Showers, sharks and shabu shabu

Kansai International Airport was barely open when we emerged from immigration. All of us felt grimy and smelly from the long flights and humid stops. A land side lounge provided 15 minutes of showers and an hour of shower room use for about $5 a pop. I didn’t know how to use 15 minutes of water, after being brought up to conserve this precious substance, but it felt wonderful to have a wash and change clothes.

While B and Alex at breakfast at McDonalds (McDonalds???) I hired a phone to share 4G over wifi and bought us three day Kansai Thru Passes which enable us to use most private railways and subways in the region.

A Darth Vader fronted and cathedral interiored Rapit:B train brought us from the airport to Nankai Namba station in Osaka. From there we used the subway to get to our hotel in Yodoyabashi.

As predicted, there was no early check in at the Toyoko Inn, so we left our bags, had a morning tea/breakfast of thick toast and salad at a nearby Pronto, and caught the train to Osakako and the Osaka Kaiyukan, the aquarium. A group of young foreigners was also headed there.

Alex was a bit disappointed by the lack of noisy traffic lights with countdowns along the way, so he provided his own sound effects.

B and I had visited the aquarium back in 2006 and been very impressed, so we thought we’d share the experience with Alex. He does like the Octonauts.

For most of it he was quite enthusiastic, running up to the glass to watch the antics of the otters, seals, penguins and dolphins, the whale sharks and rays in the big central tanks, which is viewable from many levels.
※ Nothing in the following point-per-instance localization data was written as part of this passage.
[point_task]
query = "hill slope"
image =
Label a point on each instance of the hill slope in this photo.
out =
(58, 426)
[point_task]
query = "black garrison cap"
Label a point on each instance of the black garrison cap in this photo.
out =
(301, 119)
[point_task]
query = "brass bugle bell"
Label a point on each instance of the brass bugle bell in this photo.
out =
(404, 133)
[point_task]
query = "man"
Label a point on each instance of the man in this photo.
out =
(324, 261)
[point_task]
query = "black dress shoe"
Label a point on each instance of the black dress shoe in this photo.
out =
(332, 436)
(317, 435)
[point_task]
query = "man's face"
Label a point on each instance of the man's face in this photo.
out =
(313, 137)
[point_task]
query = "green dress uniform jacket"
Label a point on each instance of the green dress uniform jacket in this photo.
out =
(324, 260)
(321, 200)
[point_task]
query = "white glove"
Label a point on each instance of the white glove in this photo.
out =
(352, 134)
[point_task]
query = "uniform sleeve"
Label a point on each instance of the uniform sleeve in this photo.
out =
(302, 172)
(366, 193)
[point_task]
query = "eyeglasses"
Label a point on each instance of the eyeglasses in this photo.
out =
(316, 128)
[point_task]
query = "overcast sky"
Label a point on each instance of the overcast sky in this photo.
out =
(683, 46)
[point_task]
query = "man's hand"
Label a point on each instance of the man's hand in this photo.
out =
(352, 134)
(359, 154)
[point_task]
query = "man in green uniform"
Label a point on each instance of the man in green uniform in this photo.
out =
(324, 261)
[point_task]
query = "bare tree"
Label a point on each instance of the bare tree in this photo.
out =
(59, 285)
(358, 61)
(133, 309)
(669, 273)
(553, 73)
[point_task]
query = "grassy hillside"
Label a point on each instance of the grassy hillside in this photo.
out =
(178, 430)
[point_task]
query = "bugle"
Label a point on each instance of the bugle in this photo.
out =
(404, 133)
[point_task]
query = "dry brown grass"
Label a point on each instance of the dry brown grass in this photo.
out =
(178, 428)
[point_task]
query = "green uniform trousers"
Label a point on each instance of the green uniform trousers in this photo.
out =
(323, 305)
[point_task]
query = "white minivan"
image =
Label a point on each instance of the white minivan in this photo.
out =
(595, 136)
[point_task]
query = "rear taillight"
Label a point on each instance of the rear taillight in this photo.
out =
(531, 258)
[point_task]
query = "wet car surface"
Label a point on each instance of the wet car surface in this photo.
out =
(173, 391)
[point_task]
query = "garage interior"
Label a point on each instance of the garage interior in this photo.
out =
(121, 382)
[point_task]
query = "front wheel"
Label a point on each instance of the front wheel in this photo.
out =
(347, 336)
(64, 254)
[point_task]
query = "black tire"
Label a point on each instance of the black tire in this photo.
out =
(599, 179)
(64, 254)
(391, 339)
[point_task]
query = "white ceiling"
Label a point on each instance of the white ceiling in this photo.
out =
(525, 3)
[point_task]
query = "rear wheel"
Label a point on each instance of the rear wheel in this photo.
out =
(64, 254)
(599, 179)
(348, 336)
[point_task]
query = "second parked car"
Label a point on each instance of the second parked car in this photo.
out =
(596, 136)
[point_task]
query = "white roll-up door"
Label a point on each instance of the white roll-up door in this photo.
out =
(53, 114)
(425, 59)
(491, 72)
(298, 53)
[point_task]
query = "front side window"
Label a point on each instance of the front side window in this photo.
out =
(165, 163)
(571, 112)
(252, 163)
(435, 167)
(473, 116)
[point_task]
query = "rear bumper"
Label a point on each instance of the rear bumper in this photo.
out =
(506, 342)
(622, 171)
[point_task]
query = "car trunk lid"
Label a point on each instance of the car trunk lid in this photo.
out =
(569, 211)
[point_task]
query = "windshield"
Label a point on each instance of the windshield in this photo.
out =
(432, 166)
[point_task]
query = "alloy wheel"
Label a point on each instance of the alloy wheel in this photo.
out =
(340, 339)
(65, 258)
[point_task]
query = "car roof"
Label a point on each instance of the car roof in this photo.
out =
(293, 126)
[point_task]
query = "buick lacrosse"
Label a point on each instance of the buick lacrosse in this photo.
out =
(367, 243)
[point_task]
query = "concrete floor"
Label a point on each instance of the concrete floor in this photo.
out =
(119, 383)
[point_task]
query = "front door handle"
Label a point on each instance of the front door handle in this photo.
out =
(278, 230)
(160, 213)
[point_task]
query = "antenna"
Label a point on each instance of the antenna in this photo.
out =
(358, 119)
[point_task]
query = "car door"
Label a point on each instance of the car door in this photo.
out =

Eventually he got a bit tired and hungry, while B and I were still admiring the ugly but big sunfish, schools of sardines, huge deep sea spider crabs and my favourite, the amazing jellyfish displays.

At the end there was a touch tank which he quite enjoyed.

B and I ate okonomiyaki and yakisoba at the adjacent food and shopping centre, but Alex fell asleep. We brought him to an indoor play area, where he climbed high up frames and shared cooking duties with a young girl, though neither understood each other’s language. Then we gave him some fried chicken from the “historical recreation” shops inside the centre.

We were all really tired, so we returned to the hotel, by which time our room was ready. Three hours later and we were ready to find food and shops.

The Midosuji subway carried us one stop further to Umeda. There we located an all you can eat shabu shabu restaurant from an earlier visit, though we had to wait 30 minutes to get in. I love dipping the thin beef and pork slices, along with various fresh vegetables into the bubbling pot of stock to cook, then dipping them again in sauces before eating. Plus soft serve ice cream was included at the end!

There was little time left now for shopping, with most shops closing at 9 pm, though we did spend a bit of time in Kiddyland, full of toys. We took a walk up along the direction of the Hankyu railway tracks, stopping to enjoy more fish tanks that line one arcade.

Totally exhausted, we then returned back to the hotel for a not so early sleep.